Service de cardiologie, hôpital européen Georges-Pompidou, Assistance publique-Hôpitaux de Paris, université Paris-Descartes, 20, rue Leblanc, 75908 Paris cedex 15, France.
Arch Cardiovasc Dis. 2009 Dec;102(12):803-9. doi: 10.1016/j.acvd.2009.09.008. Epub 2009 Nov 5.
Chest pain units (CPUs) are very popular in the USA for the triage of low-to-intermediate-risk chest pains. However, CPUs do not yet exist in France.
To determine the prevalence and clinical characteristics of patients admitted to a new CPU in France, and to assess the quality of care with regard to identification and exclusion of an acute coronary syndromes (ACS).
This prospective study included 906 consecutive patients with non-traumatic chest pain admitted to our CPU between September 2006 and August 2008. Patients were managed according to their probability of presenting with an ACS. Clinical characteristics, diagnostic tests, final diagnosis, destination and length of stay were recorded. We also assessed the 30-day outcome of patients in whom an ACS was excluded.
Of the 906 patients, 27.9% had an ACS (1.3% with and 26.6% without ST-segment elevation, respectively). Non-ischaemic cardiac aetiologies and non-cardiac aetiologies were found in 123 (12.6%) and 63 (7.0%) patients, respectively. A final diagnosis of chest pain of undetermined origin was made in 51.5% of patients; among these, 17 (6.5%) patients were re-admitted to the CPU between September 2006 and September 2007. Thirty-day follow-up revealed that only one patient had subsequent confirmation of coronary artery disease requiring further hospitalization.

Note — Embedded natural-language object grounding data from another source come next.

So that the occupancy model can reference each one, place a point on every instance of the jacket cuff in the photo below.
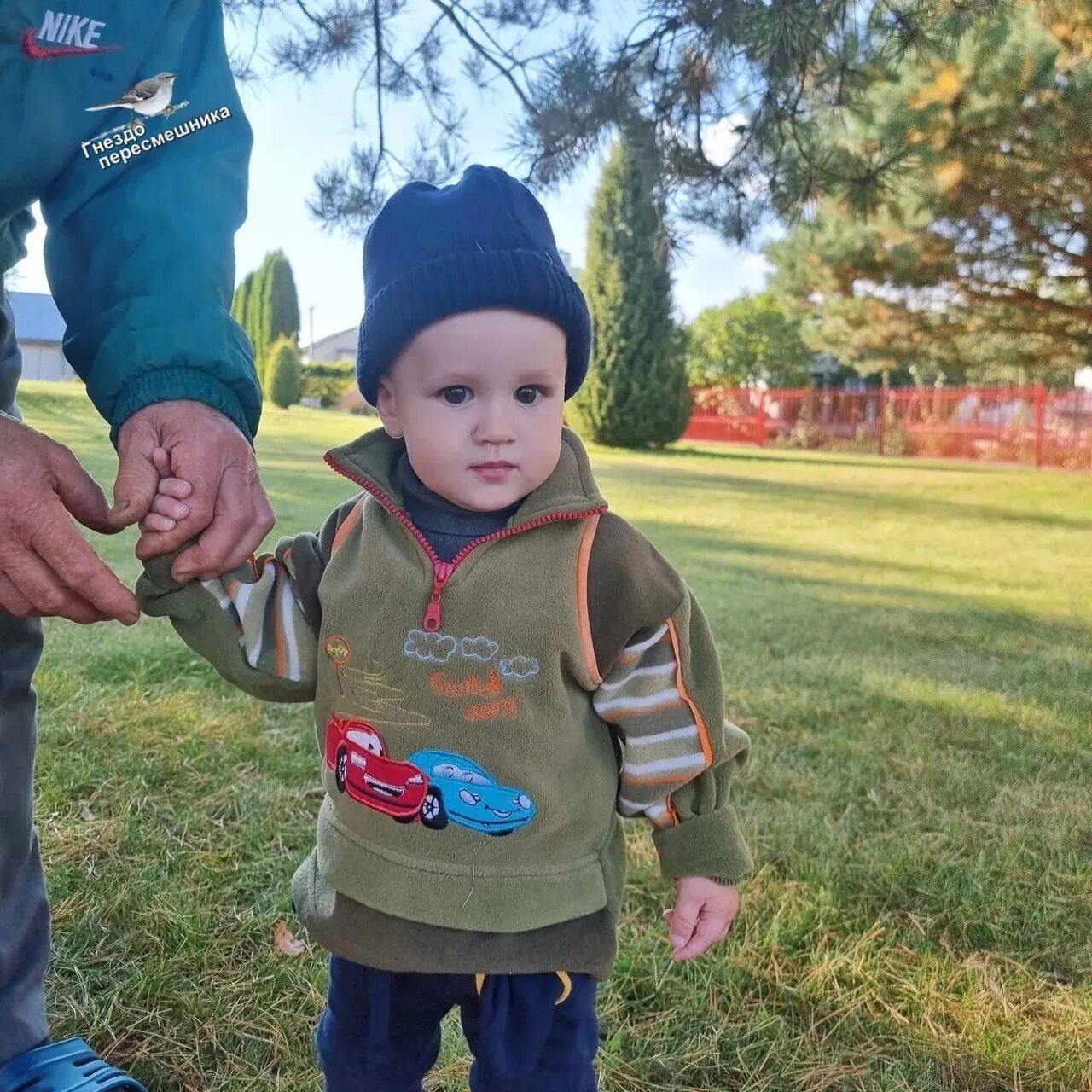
(172, 385)
(708, 845)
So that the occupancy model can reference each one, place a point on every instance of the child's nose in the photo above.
(495, 421)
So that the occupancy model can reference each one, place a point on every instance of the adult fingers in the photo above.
(49, 596)
(70, 557)
(137, 474)
(78, 491)
(225, 544)
(14, 601)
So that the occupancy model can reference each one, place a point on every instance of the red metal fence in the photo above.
(1001, 424)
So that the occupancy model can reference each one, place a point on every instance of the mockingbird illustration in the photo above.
(148, 98)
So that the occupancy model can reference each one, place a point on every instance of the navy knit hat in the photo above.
(437, 252)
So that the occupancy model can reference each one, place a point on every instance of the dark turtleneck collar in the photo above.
(447, 526)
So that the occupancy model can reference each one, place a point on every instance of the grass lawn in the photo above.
(909, 646)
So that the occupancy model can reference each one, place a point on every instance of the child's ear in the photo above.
(386, 408)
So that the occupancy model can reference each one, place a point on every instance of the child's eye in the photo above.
(456, 396)
(529, 396)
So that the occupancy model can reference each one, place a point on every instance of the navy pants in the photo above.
(381, 1030)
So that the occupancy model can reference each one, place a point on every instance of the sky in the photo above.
(299, 127)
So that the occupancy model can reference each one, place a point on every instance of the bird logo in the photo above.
(148, 98)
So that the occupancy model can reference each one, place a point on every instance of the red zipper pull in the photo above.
(433, 617)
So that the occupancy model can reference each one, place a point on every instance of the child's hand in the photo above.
(167, 507)
(703, 913)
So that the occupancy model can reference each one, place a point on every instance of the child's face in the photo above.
(479, 398)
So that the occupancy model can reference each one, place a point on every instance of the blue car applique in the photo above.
(461, 792)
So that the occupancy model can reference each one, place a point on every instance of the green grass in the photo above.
(909, 646)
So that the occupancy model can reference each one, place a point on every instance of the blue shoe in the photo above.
(71, 1066)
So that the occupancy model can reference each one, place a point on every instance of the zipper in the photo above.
(444, 570)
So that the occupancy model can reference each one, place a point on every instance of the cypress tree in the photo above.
(253, 318)
(283, 306)
(636, 394)
(284, 374)
(241, 299)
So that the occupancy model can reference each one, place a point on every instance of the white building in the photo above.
(334, 347)
(39, 330)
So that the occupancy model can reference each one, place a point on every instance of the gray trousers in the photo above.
(24, 913)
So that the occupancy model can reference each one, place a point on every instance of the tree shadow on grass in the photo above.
(873, 503)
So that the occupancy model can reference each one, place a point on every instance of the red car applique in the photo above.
(357, 755)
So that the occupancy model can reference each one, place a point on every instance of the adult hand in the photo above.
(47, 568)
(227, 510)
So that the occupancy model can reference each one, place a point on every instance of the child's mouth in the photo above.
(492, 472)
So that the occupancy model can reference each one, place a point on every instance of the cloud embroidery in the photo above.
(432, 648)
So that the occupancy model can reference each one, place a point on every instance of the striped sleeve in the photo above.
(258, 626)
(271, 626)
(663, 746)
(663, 694)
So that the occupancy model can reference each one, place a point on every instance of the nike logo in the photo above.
(38, 53)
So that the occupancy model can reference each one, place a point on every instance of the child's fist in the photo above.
(167, 507)
(703, 913)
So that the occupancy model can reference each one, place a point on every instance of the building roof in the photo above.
(339, 346)
(36, 317)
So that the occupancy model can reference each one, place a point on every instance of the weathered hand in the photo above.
(47, 568)
(229, 512)
(703, 913)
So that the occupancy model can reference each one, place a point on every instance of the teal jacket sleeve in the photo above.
(140, 246)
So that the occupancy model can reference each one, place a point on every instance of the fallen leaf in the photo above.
(285, 943)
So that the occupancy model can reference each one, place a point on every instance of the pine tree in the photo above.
(738, 96)
(636, 393)
(284, 374)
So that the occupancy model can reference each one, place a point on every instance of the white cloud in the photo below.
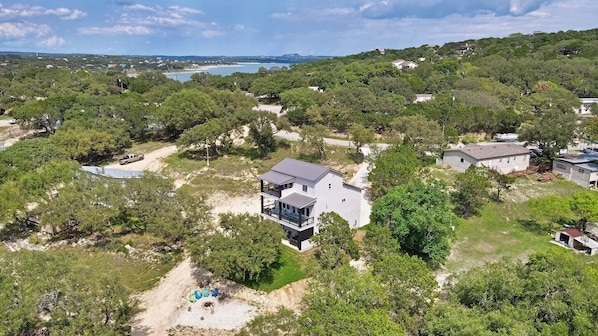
(185, 10)
(116, 30)
(211, 33)
(26, 11)
(22, 29)
(53, 41)
(74, 15)
(140, 8)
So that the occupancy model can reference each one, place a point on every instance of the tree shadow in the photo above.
(251, 153)
(534, 226)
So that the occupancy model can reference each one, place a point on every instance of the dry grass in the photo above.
(498, 233)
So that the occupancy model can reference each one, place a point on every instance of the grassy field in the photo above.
(498, 233)
(236, 173)
(146, 147)
(290, 268)
(137, 275)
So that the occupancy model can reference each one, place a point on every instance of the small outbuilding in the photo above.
(504, 158)
(576, 240)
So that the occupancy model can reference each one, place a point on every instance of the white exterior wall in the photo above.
(507, 164)
(332, 195)
(453, 160)
(580, 176)
(460, 162)
(562, 168)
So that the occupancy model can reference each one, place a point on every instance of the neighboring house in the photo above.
(581, 169)
(294, 194)
(112, 172)
(586, 106)
(504, 158)
(403, 64)
(576, 240)
(422, 97)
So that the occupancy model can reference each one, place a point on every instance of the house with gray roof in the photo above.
(504, 158)
(294, 193)
(581, 169)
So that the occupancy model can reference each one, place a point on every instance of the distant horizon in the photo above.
(306, 27)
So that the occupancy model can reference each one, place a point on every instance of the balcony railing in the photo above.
(288, 217)
(272, 191)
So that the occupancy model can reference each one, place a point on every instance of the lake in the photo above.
(225, 70)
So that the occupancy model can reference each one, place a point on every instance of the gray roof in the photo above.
(479, 152)
(111, 172)
(298, 200)
(588, 242)
(305, 170)
(276, 178)
(589, 166)
(580, 158)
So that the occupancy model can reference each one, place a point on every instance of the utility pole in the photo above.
(207, 153)
(449, 111)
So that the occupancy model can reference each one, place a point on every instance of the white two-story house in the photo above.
(294, 194)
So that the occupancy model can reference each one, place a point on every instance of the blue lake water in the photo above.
(225, 70)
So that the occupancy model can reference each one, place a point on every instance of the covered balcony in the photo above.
(273, 183)
(293, 210)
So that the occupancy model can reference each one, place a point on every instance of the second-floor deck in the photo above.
(287, 218)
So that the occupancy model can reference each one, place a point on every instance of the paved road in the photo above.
(294, 136)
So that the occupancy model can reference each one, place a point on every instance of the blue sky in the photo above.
(274, 27)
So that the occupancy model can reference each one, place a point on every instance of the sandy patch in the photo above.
(152, 161)
(222, 203)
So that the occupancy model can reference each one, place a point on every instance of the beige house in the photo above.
(504, 158)
(581, 169)
(576, 240)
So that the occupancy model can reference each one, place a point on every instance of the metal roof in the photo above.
(579, 158)
(305, 170)
(573, 232)
(298, 200)
(589, 166)
(479, 152)
(276, 178)
(588, 242)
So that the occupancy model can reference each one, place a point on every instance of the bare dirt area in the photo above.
(152, 161)
(167, 309)
(11, 133)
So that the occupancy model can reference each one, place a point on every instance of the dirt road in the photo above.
(152, 161)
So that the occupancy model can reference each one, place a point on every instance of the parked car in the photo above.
(130, 158)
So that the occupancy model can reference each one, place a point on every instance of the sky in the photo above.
(273, 27)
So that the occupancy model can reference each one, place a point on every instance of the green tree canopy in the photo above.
(419, 217)
(472, 190)
(550, 294)
(335, 241)
(48, 293)
(242, 248)
(395, 166)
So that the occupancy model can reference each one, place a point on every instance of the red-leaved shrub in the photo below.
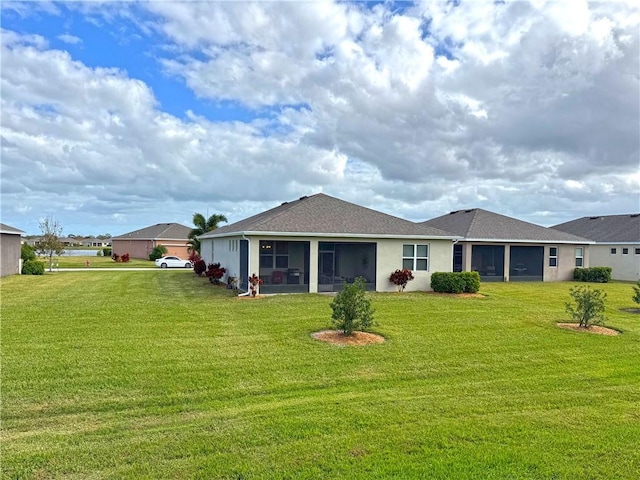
(400, 278)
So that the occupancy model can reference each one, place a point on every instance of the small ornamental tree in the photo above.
(50, 244)
(215, 272)
(636, 293)
(400, 278)
(589, 306)
(351, 308)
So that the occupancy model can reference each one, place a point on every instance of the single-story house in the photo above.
(140, 243)
(95, 242)
(10, 250)
(505, 249)
(617, 242)
(316, 243)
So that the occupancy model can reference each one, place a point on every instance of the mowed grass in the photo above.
(162, 375)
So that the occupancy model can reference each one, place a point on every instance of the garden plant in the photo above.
(588, 306)
(351, 308)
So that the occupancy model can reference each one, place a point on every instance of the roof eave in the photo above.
(327, 235)
(511, 240)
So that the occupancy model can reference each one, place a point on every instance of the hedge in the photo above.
(455, 282)
(33, 267)
(593, 274)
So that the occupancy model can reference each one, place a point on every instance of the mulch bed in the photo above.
(336, 337)
(631, 310)
(597, 329)
(456, 295)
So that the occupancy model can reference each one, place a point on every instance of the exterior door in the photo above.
(244, 265)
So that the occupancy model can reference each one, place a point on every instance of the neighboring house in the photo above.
(140, 243)
(505, 249)
(69, 242)
(316, 243)
(95, 242)
(10, 250)
(617, 242)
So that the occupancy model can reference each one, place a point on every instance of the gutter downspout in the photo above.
(248, 292)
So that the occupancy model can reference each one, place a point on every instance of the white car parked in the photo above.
(173, 262)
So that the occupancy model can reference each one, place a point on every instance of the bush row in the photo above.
(455, 282)
(33, 267)
(593, 274)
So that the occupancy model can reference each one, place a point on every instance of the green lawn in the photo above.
(162, 375)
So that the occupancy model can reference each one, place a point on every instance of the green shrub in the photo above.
(158, 252)
(27, 252)
(351, 308)
(447, 282)
(593, 274)
(636, 292)
(589, 306)
(32, 267)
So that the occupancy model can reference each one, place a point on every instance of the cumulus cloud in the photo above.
(70, 39)
(426, 109)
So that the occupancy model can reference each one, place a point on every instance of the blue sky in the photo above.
(119, 115)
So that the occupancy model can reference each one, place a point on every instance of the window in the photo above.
(274, 254)
(415, 257)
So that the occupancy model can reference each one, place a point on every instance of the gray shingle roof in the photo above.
(323, 214)
(606, 228)
(478, 224)
(10, 230)
(161, 231)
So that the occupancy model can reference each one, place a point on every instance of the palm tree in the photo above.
(203, 226)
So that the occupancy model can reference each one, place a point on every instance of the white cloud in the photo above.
(70, 39)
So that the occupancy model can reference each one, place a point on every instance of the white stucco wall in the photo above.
(624, 267)
(565, 264)
(388, 257)
(224, 250)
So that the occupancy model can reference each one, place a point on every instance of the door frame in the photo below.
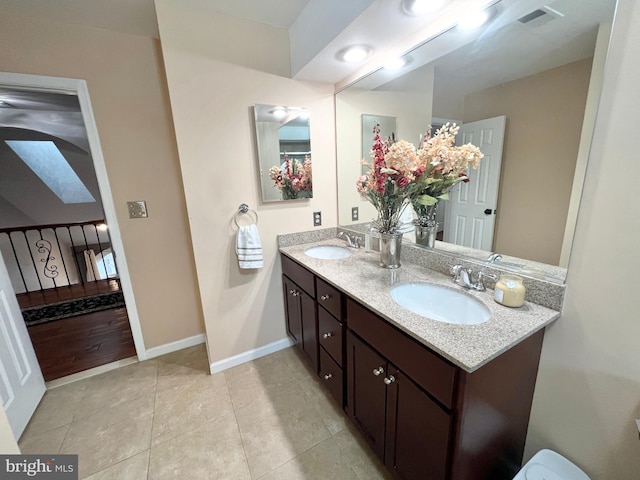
(79, 87)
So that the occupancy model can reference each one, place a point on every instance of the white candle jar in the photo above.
(509, 291)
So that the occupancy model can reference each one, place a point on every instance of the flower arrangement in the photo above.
(444, 165)
(293, 178)
(385, 183)
(402, 174)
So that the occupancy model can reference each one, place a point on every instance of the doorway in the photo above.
(76, 91)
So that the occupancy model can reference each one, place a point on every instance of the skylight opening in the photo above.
(48, 163)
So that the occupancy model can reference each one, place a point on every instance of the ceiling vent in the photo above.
(540, 17)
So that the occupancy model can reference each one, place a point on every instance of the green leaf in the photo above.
(426, 200)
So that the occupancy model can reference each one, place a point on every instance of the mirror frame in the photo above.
(283, 175)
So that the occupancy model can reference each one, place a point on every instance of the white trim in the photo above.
(79, 88)
(175, 346)
(221, 365)
(92, 372)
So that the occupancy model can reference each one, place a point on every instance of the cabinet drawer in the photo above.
(329, 298)
(331, 376)
(330, 335)
(431, 372)
(299, 274)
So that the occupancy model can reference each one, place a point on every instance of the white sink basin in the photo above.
(440, 303)
(328, 252)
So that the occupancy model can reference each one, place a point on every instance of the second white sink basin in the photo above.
(440, 303)
(328, 252)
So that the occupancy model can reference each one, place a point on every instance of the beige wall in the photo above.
(212, 94)
(410, 110)
(544, 122)
(128, 95)
(8, 444)
(588, 390)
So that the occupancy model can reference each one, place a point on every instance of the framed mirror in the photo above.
(540, 65)
(284, 152)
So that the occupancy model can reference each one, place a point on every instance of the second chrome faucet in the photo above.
(465, 277)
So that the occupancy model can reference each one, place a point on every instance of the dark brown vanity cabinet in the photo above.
(425, 417)
(302, 326)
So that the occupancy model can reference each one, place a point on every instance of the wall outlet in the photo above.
(137, 209)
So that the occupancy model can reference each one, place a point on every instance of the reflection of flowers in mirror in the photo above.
(293, 178)
(402, 174)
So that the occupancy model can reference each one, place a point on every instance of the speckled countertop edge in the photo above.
(467, 346)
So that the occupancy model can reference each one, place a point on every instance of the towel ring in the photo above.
(242, 209)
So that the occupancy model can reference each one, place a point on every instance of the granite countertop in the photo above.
(467, 346)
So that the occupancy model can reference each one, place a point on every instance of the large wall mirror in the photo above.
(540, 65)
(284, 152)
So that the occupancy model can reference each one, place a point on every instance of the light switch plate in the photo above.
(137, 209)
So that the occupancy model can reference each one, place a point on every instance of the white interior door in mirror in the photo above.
(21, 382)
(470, 216)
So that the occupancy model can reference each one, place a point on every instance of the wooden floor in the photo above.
(70, 292)
(74, 344)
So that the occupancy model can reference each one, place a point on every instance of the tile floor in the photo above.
(168, 418)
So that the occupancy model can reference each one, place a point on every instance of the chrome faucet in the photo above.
(494, 258)
(352, 241)
(463, 276)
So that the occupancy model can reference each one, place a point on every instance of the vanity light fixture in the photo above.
(354, 53)
(422, 7)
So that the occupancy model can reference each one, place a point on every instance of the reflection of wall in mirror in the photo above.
(544, 121)
(268, 148)
(413, 113)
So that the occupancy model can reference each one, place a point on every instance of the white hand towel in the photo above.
(249, 247)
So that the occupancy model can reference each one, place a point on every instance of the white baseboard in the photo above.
(221, 365)
(175, 346)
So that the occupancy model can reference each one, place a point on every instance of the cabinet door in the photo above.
(309, 328)
(292, 310)
(418, 429)
(366, 391)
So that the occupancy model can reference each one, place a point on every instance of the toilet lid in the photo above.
(540, 472)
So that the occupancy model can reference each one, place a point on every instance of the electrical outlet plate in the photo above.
(137, 209)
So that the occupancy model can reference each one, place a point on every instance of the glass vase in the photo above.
(390, 245)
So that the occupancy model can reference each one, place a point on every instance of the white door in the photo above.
(21, 382)
(471, 209)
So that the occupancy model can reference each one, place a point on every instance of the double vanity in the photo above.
(438, 392)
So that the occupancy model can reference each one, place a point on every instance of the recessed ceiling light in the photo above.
(355, 53)
(474, 20)
(422, 7)
(398, 63)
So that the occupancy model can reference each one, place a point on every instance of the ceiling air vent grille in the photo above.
(530, 17)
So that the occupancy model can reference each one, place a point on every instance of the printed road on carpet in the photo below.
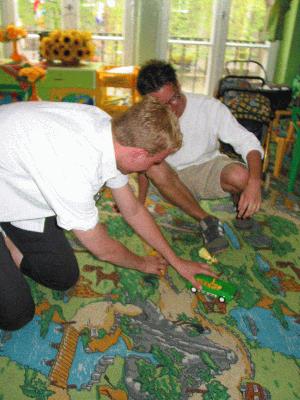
(120, 334)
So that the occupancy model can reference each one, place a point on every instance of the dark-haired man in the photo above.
(198, 170)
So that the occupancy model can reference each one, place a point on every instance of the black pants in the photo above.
(48, 259)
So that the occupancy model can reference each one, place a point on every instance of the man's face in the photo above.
(171, 95)
(139, 160)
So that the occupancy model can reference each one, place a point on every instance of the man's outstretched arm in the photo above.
(250, 199)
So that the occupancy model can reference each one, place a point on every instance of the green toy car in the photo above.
(224, 291)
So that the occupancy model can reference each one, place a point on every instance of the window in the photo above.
(246, 33)
(190, 28)
(105, 19)
(40, 15)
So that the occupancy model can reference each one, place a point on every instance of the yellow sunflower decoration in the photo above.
(31, 74)
(69, 47)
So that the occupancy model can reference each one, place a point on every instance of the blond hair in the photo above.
(149, 125)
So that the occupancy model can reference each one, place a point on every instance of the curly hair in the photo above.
(153, 75)
(149, 125)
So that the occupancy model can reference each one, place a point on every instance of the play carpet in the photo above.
(122, 335)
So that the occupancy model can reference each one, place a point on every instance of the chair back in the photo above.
(111, 78)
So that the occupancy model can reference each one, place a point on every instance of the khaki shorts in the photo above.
(204, 180)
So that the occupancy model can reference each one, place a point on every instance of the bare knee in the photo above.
(234, 178)
(160, 173)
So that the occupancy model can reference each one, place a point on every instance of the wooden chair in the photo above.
(284, 137)
(111, 78)
(76, 95)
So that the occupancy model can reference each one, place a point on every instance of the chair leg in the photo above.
(295, 164)
(280, 152)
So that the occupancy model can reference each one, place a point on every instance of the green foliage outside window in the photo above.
(49, 19)
(104, 16)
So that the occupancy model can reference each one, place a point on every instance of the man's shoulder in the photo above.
(201, 99)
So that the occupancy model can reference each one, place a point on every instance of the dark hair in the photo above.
(153, 75)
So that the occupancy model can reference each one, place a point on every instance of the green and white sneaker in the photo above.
(213, 235)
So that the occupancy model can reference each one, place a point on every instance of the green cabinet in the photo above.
(83, 76)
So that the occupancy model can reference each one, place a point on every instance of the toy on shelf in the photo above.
(224, 291)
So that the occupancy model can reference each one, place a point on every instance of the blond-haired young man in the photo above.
(54, 158)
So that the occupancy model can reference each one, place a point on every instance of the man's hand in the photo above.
(188, 269)
(250, 199)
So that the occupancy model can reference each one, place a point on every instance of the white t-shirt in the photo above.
(204, 121)
(54, 158)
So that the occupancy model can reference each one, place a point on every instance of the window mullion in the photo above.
(221, 13)
(70, 14)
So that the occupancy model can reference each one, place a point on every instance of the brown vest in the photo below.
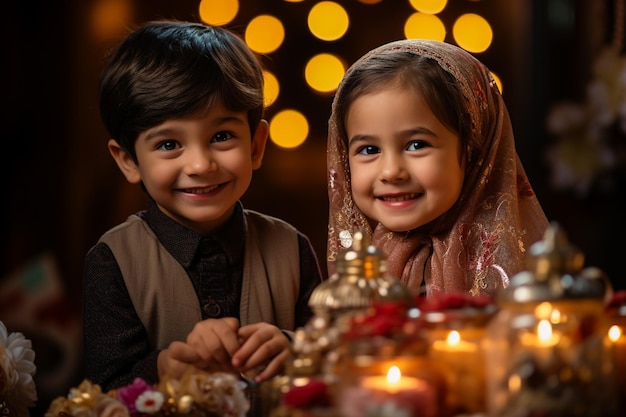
(165, 299)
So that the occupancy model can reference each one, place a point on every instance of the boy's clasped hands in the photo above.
(223, 345)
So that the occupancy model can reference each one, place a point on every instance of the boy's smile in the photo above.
(197, 167)
(404, 163)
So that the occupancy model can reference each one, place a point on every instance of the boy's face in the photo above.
(404, 163)
(197, 167)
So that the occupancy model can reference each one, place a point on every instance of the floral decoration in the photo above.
(385, 319)
(17, 368)
(197, 393)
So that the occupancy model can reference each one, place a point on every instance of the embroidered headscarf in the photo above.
(481, 242)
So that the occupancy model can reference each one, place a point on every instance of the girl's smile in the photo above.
(405, 168)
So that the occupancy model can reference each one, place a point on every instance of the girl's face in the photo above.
(405, 169)
(197, 167)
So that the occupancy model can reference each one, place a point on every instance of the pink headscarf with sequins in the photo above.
(481, 242)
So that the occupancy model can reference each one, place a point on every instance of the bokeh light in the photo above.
(289, 128)
(271, 88)
(498, 82)
(110, 18)
(328, 21)
(472, 33)
(424, 26)
(218, 12)
(264, 34)
(429, 6)
(323, 72)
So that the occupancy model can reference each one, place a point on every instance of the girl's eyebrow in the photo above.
(409, 132)
(161, 132)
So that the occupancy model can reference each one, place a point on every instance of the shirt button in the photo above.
(212, 309)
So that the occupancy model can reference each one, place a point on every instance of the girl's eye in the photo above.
(168, 145)
(368, 150)
(416, 145)
(221, 137)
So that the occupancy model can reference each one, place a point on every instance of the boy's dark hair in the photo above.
(170, 69)
(424, 75)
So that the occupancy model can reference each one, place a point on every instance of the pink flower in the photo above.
(149, 402)
(128, 395)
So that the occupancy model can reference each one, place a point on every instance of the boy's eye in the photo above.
(168, 145)
(416, 145)
(221, 137)
(368, 150)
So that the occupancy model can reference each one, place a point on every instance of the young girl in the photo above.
(421, 156)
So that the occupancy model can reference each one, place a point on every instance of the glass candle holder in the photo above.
(456, 325)
(388, 386)
(546, 348)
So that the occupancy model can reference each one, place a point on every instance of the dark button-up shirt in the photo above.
(116, 345)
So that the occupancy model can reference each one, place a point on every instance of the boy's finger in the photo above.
(183, 352)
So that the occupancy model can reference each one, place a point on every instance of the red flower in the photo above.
(313, 394)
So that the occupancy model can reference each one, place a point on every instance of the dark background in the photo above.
(62, 189)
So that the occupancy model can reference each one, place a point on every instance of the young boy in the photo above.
(195, 279)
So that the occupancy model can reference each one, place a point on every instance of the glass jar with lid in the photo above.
(455, 326)
(546, 347)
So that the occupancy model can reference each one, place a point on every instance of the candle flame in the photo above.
(394, 375)
(615, 333)
(454, 338)
(544, 331)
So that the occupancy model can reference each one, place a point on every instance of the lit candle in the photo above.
(390, 394)
(618, 341)
(393, 382)
(454, 343)
(466, 371)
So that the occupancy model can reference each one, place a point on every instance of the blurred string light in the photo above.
(424, 26)
(218, 12)
(271, 88)
(109, 18)
(323, 72)
(329, 22)
(289, 128)
(264, 34)
(429, 6)
(472, 33)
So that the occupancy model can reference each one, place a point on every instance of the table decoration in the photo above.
(17, 368)
(195, 394)
(547, 346)
(455, 326)
(383, 368)
(616, 313)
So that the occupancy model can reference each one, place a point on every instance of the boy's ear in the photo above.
(125, 162)
(259, 140)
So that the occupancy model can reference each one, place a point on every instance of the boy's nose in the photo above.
(393, 169)
(199, 162)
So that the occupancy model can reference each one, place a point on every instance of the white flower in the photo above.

This prospective study reports the first experience of a CPU in a cardiology department in France. Our preliminary results suggest that our CPU can exclude an ACS safely. Further studies are warranted to assess the value of CPUs in France.
胸痛单元(CPU)在美国非常流行,用于低至中度风险胸痛的分诊。然而,法国目前还没有胸痛单元。
确定法国新胸痛单元收治患者的患病率和临床特征,并评估在识别和排除急性冠脉综合征(ACS)方面的护理质量。
这项前瞻性研究纳入了 2006 年 9 月至 2008 年 8 月期间因非创伤性胸痛收入我们胸痛单元的 906 例连续患者。根据患者出现 ACS 的可能性对其进行管理。记录患者的临床特征、诊断性检查、最终诊断、去向和住院时间。我们还评估了排除 ACS 后患者的 30 天转归。
906 例患者中,27.9%患有 ACS(分别有 1.3%和 26.6%患者存在 ST 段抬高)。123 例(12.6%)患者存在非缺血性心脏病因,63 例(7.0%)患者存在非心脏病因。51.5%的患者最终诊断为胸痛原因不明;其中 17 例(6.5%)患者于 2006 年 9 月至 2007 年 9 月期间再次收入胸痛单元。30 天随访显示,仅有 1 例患者随后确诊需要进一步住院治疗的冠状动脉疾病。
这项前瞻性研究报告了法国心内科胸痛单元的首次经验。我们的初步结果表明,我们的胸痛单元可以安全地排除 ACS。需要进一步的研究来评估法国胸痛单元的价值。